Он вышел за ворота, все еще покосившиеся на сломанных петлях. То, что открылось его взгляду, заставило его остановиться как вкопанному, перехватывая дыхание. Поле перед стенами, еще недавно зеленеющее, теперь было усеяно телами. Не абстрактными «врагами» или «потерями». Конкретными, отдельными людьми. Молодыми парнями, чья жизнь только начиналась, и бывалыми воинами с сединой в бородах. Хазарами в добротных кольчугах и шлемах, тускло блестевших в сером, беспросветном свете. И своими — ополченцами в простых кожухах, дружинниками Рёрика в смешанных доспехах.

Его сапоги с хлюпанем вязли в земле, превращенной пролившимся ночью дождем и потоками крови в бурую, липкую, отвратительную грязь. Он шел медленно, словно сквозь густой кошмар, его взгляд скользил по лицам павших, застывшим в последних гримасах боли, ярости или пустого удивления. Вот лежит один из варягов Хергирра — Эйнар, тот самый рыжий великан, что всего пару дней назад ворчал, копая по приказу Игоря волчьи ямы, а потом с медвежьей яростью рубился на стене, прикрывая товарищей. Его лицо, всегда готовое оскалиться в насмешливую ухмылку, теперь было спокойным, пустым и невероятно далеким.

Игорь наклонился, машинально поднимая с земли обломок вражеской секиры с изящно изогнутым лезвием. Металл был хорошего качества, сталь закалена умелым мастером. Он с силой швырнул обломок обратно в грязь, чувствуя, как его пальцы дрожат от бессильной ярости.

Он медленно обошел все поле, и его нога внезапно наткнулась на что-то мягкое и безжизненное. Он посмотрел вниз, и сердце его на мгновение остановилось. У самого подножия стены, в застывшей, черной луже, лежал молодой парень, почти мальчик. Игорь узнал его. Это был Мирослав, один из самых старательных подмастерьев Булава, юноша лет шестнадцати, который всего месяц назад с восторгом и благоговением смотрел на первую удачную плавку стали в новой домнице. Его лицо было восково-бледным, глаза закрыты. А в его окоченевшей, все еще судорожно сжимающей руке был зажат не меч, не топор, а обычный кузнечный молоток. Не оружие воина. Инструмент творца, строителя. Он умер, защищая свой дом и свое будущее с тем, что держал в руках в свой последний, такой далекий теперь, мирный день.

Игорь замер, не в силах отвести взгляд от этой немой, укоряющей сцены. Он больше не видел тактически выгодного поля боя, места своей громкой победы. Он видел лишь ее страшный, неприкрытый итог. Итог своих решений, своих расчетов, своих «гениальных» тактических схем. Каждый из этих мертвых мужчин, лежащих в грязи, был чьим-то сыном, чьим-то мужем, чьим-то отцом. И они лежали здесь, неподвижные и холодные, потому что он, Игорь Стрельцов, человек из другого времени, решил, что этот клочок земли, эти бревенчатые стены и эти люди стоят того, чтобы за них умирать.

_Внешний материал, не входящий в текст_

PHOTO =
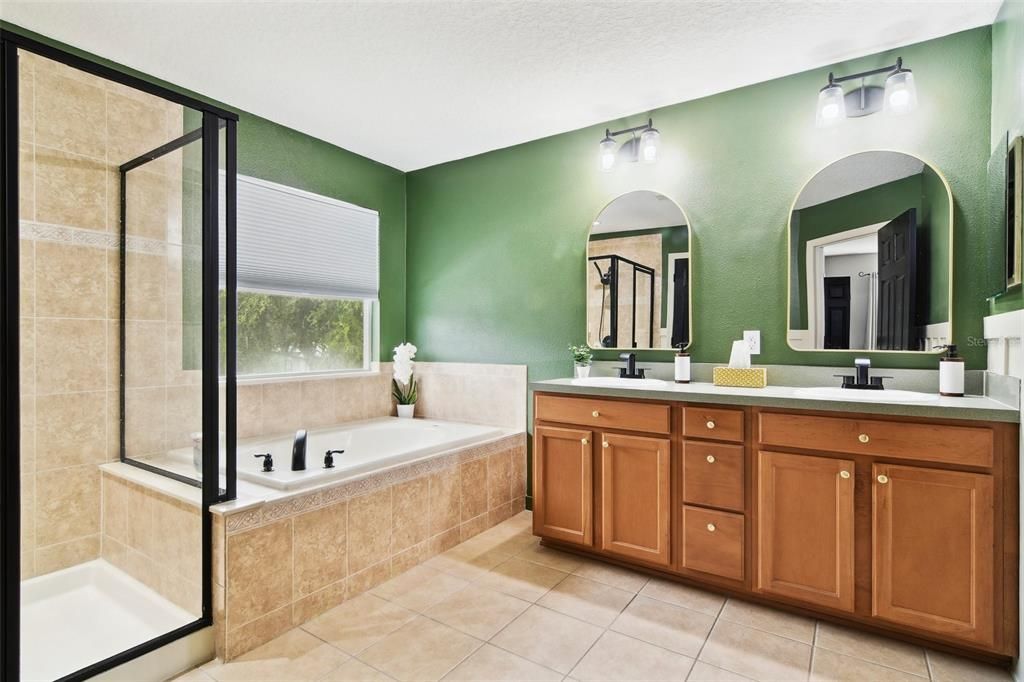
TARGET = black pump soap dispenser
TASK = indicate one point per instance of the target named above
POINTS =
(950, 372)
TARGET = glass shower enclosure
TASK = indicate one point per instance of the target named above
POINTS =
(116, 432)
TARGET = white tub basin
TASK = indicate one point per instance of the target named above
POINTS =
(862, 395)
(615, 382)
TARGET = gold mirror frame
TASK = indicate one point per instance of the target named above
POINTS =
(586, 284)
(788, 259)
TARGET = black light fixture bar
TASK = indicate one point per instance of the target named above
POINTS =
(635, 129)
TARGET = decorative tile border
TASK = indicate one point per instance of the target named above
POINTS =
(43, 231)
(269, 512)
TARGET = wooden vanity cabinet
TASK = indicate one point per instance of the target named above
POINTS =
(905, 525)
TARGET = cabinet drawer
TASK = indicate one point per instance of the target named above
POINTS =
(713, 542)
(934, 442)
(604, 414)
(713, 474)
(714, 423)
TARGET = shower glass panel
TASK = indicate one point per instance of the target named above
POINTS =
(113, 435)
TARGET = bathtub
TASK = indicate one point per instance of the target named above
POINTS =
(369, 446)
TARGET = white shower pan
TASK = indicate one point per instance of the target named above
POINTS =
(77, 616)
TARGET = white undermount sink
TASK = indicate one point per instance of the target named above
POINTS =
(615, 382)
(887, 395)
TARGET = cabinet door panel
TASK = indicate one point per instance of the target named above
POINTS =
(635, 497)
(933, 550)
(805, 528)
(563, 484)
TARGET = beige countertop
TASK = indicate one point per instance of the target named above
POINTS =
(977, 408)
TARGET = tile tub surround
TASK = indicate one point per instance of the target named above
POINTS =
(75, 129)
(477, 393)
(500, 606)
(492, 394)
(282, 562)
(154, 537)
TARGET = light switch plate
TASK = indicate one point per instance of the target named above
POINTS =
(753, 341)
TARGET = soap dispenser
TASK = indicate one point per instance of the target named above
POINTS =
(682, 366)
(950, 372)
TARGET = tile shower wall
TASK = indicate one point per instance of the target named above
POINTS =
(156, 539)
(75, 129)
(282, 563)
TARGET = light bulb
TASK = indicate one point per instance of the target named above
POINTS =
(648, 145)
(901, 95)
(608, 150)
(832, 105)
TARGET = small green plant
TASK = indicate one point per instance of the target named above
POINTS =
(581, 354)
(403, 394)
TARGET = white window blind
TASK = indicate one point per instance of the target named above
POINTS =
(297, 243)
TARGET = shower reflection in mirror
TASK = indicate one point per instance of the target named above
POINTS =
(638, 274)
(869, 256)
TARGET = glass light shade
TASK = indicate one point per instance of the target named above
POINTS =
(648, 145)
(832, 105)
(608, 150)
(901, 95)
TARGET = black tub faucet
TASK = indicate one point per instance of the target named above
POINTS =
(630, 371)
(299, 451)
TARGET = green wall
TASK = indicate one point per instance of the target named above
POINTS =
(497, 242)
(924, 192)
(1008, 113)
(275, 153)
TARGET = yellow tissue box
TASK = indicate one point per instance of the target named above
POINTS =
(755, 377)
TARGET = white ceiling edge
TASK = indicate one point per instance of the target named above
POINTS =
(415, 84)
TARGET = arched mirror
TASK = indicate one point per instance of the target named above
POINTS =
(870, 266)
(639, 257)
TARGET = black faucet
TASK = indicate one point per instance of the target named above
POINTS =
(299, 451)
(862, 379)
(630, 371)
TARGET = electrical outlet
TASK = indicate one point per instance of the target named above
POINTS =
(753, 341)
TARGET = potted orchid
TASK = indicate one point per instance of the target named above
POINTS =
(403, 384)
(582, 358)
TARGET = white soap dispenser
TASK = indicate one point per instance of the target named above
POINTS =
(950, 372)
(682, 367)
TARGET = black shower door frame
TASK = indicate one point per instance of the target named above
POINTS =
(214, 118)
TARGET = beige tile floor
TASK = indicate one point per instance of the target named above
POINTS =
(502, 607)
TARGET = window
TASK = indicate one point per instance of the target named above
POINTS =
(307, 279)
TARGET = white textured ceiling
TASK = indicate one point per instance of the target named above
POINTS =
(413, 84)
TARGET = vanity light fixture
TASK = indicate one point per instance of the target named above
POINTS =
(898, 96)
(638, 147)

Он не чувствовал себя победителем, триумфатором. Он чувствовал себя главным бухгалтером, подводящим чудовищный, кровавый итог. С одной стороны баланса — спасенный город, сохраненные жизни тех, кто выжил. С другой — десятки, сотни оборвавшихся жизней, растоптанных судеб. И жизнь Ратибора, его ученика, его почти сына, все еще висящая на тончайшем волоске и вписанная в графу «возможные потери».

Медленно, с трудом опустился на корточки рядом с погибшим юным кузнецом, не в силах оторвать взгляд от того самого молотка, навсегда замерзшего в мертвой хватке. Этот молот должен был ковать сталь, строить дома, создавать будущее. А вместо этого он стал последним, что парень сжимал в руках, отчаянно пытаясь остановить врага, идущего на его дом.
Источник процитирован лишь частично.